Tak disangka bahwa Kyai Syukri masih mengingat saya. Bagi saya
ini sebuah penghargaan yang tak ternilai. Mengapa begitu? Sebab, santri Gontor
itu ribuan jumlahnya. Dan Kyai Syukri tidak banyak mengajar di kelas.
Kami, para santri saat belajar di Gontor, sering mendengar
wejangan atau nasehatnya di mimbar masjid atau di aula yang dihadiri ribuan
santri dan ratusan guru. Jadi, sangat senang jika dari ribuan santri itu saya
termasuk yang masih diingat oleh Kyai Syukri. Terlebih saya santri biasa dan
sedikit bandel, hehehe, nanti yah cerita soal ini.

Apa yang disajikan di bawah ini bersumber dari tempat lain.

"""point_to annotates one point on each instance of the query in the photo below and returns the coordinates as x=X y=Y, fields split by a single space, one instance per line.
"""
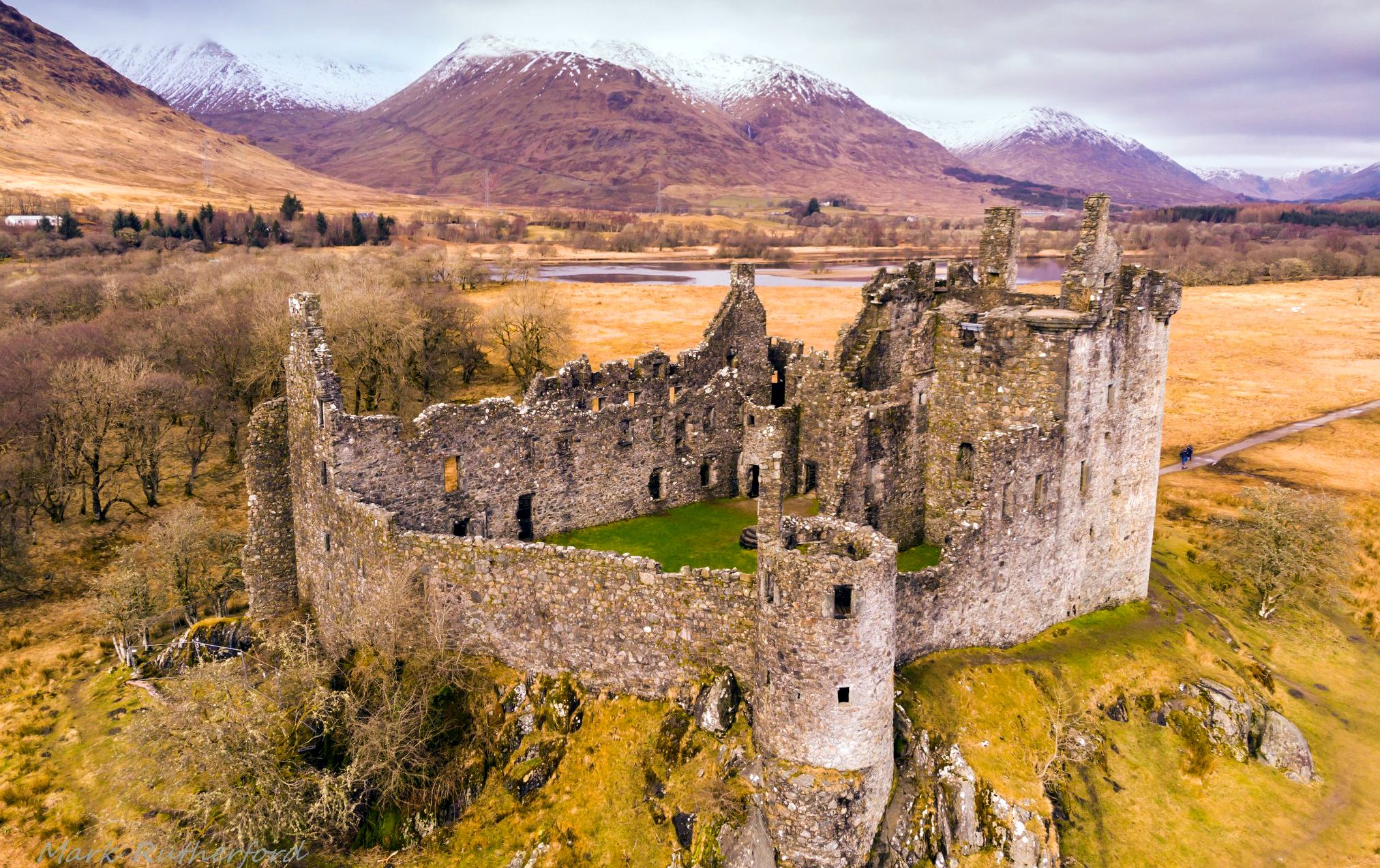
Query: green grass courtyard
x=704 y=536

Yang kedua terjadi pada empat tahun lalu di tahun 2008. Saat
itu saya melakukan riset untuk skripsi selama dua bulan di Gontor tentang
Pemikiran Dakwah dan Pola Kaderisasi KH Imam Zarkasyi. KH Imam Zarkasyi adalah
salah satu dari ‘Trimurti’ pendiri Pondok Modern Gontor dan ayahnya Kyai
Syukri.
Ini saya lakukan karena hanya judul skripsi ini saja yang
dikabulkan oleh dekan. Dan dekan saya di Fakultas Ilmu Dakwah dan Ilmu
Komunikasi (Fidkom) UIN Jakarta ‘memaksa’ saya untuk menulis skripsi yang
serius dengan penelitian yang serius juga. Artinya saya harus datang ke Gontor.

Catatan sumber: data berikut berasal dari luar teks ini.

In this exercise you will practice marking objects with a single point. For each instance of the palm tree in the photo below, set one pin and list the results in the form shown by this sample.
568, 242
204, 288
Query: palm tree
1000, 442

Akhirnya saya berangkat ke Gontor utuk penelitian pada awal
Januari dan berakhir pada awal Maret 2008. Kemudian di akhir Maret saya sidang dan
dinyatakan lulus dari UIN Jakarta. Lumayan tujuh semester saja kuliah di UIN
Jakarta.
Kembali ke cerita awal tentang Kyai Syukri. Untuk bertemu
Kyai Syukri agak susah karena harus mendaftar ke sekretariat pondok untuk
mengatur jadwal pertemuan. Untungnya, teman seangkatan saya ada yang menjadi
salah satu sekretaris pondok dan dia membantu saya dengan sebaik mungkin.
Pertama menghadap Kyai Syukri saya menerangkan diri saya dan
apa tujuan saya datang ke Gontor. Kyai Syukri paham dan ia memberitahukan pada saya
bahwa ada waktunya dimana saya bisa diwawancarai tentang riset yang saya
lakukan.
Maka waktu itu yang bisa saya lakukan adalah bersabar,
sembari mengenang kembali suasana Gontor yang pernah saya tinggali selama tujuh
tahun, enam tahun menjadi santri dan setahun menjadi guru. Saya pun sering
mendatangi beberapa perpustakaan yang ada di Gontor. Dan sejumlah sumber saya
temui di itu perpustakaan.
Yang paling saya tunggu dan saya gemari adalah usai shalat
maghrib berjamaah di masjid Atiq depan rumah Kyai Syukri. Di masjid kuno yang
berada di tengah Gontor ini digunakan untuk sholat para ustadz. Usai shalat itu
biasanya pimpinan Gontor memberikan ceramah. Ceramah Kyai Syukri sangat
menggugah dan membangkitkan semangat pada asatidz atau para guru.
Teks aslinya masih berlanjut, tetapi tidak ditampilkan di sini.